1 de junio de 2023, 3:47, "Wei ZHOU" <ustcweiz...@gmail.com> escribió:


> 
> Hi Ricardo,
> 
> ACS gets the VM statistics (including cpu, memory, network, disk
> statistics) by sending GetVmStatsCommand to the kvm host, and getting the
> answer GetVmStatsAnswer from the kvm host.
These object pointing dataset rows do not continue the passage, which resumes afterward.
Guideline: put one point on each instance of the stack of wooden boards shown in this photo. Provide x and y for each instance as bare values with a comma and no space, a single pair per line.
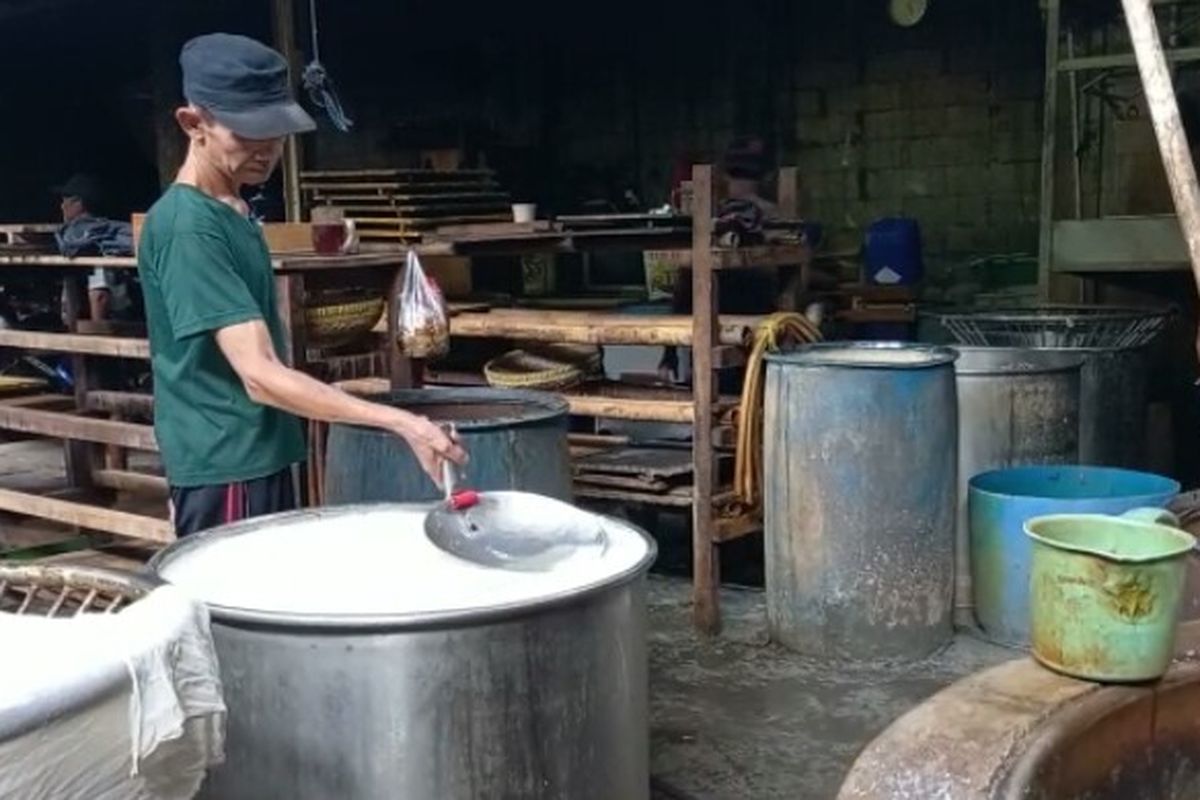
403,205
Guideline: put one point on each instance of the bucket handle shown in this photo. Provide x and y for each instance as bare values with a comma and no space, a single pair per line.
1153,516
1159,517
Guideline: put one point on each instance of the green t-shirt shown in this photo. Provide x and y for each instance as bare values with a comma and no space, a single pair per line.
205,266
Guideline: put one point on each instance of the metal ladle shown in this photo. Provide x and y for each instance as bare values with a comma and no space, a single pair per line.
513,530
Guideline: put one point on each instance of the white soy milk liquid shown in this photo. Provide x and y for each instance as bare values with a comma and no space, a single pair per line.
375,561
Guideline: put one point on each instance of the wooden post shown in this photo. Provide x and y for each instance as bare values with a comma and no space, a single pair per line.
292,299
706,567
1164,112
1049,149
285,26
81,457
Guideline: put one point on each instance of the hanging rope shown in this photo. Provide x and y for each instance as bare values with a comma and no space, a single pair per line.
775,332
317,82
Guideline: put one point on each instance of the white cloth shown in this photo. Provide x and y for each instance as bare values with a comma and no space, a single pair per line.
117,707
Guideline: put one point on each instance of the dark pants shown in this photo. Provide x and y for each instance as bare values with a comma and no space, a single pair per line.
199,507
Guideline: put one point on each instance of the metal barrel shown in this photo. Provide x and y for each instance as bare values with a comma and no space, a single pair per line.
515,439
1017,407
859,499
1000,503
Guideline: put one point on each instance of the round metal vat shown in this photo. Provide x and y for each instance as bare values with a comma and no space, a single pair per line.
859,470
999,504
516,440
1017,407
359,661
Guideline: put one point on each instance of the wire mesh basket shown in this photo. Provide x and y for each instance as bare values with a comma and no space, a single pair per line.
67,591
1056,326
> Can you check agent.log if there are errors ?
> 
> For example, I cannot get memory statistics due to error below
> ```
> 2023-06-01 08:42:55,925 DEBUG [cloud.agent.Agent]
> (agentRequest-Handler-4:null) (logid:5cfb0714) Processing command:
> com.cloud.agent.api.GetVmStatsCommand
> 2023-06-01 08:42:55,925 DEBUG [kvm.resource.LibvirtConnection]
> (agentRequest-Handler-4:null) (logid:5cfb0714) Looking for libvirtd
> connection at: qemu:///system
> 2023-06-01 08:42:55,928 WARN [kvm.resource.LibvirtComputingResource]
> (agentRequest-Handler-4:null) (logid:5cfb0714) Couldn't retrieve free
> memory, returning -1.
> ```
> 
> But got the cpu load (which is very low)
> 
> ```
> mysql> select * from autoscale_vmgroup_statistics;
> +-------+------------+-----------+------------+-------------+------------------+-----------+------------------+---------------------+----------+
> | id | vmgroup_id | policy_id | counter_id | resource_id | resource_type
>  | raw_value | value_type | created | state |
> +-------+------------+-----------+------------+-------------+------------------+-----------+------------------+---------------------+----------+
> ...
> | 34142 | 5 | 13 | 101 | 9020 | UserVm
>  | 0.003534817956875221 | INSTANT_VM | 2023-06-01 08:39:02 |
> ACTIVE |
> | 34143 | 5 | 15 | 101 | 9020 | UserVm
>  | 0.003534817956875221 | INSTANT_VM | 2023-06-01 08:39:02 |
> ACTIVE |
> | 34144 | 5 | 13 | 101 | 9021 | UserVm
>  | 0.0035341933203746245 | INSTANT_VM | 2023-06-01 08:39:02 |
> ACTIVE |
> | 34145 | 5 | 15 | 101 | 9021 | UserVm
>  | 0.0035341933203746245 | INSTANT_VM | 2023-06-01 08:39:02 |
> ACTIVE |
> ```
> 
> -Wei
> 
> On Tue, 30 May 2023 at 23:03, Ricardo Pertuz
> <ricardo.per...@kuasar.co.invalid> wrote:
> 
> > 
> > Here's what I see
> > 
> >  2023-05-30 15:08:35,483 INFO
> >  [resource.virtualnetwork.VirtualRoutingResource]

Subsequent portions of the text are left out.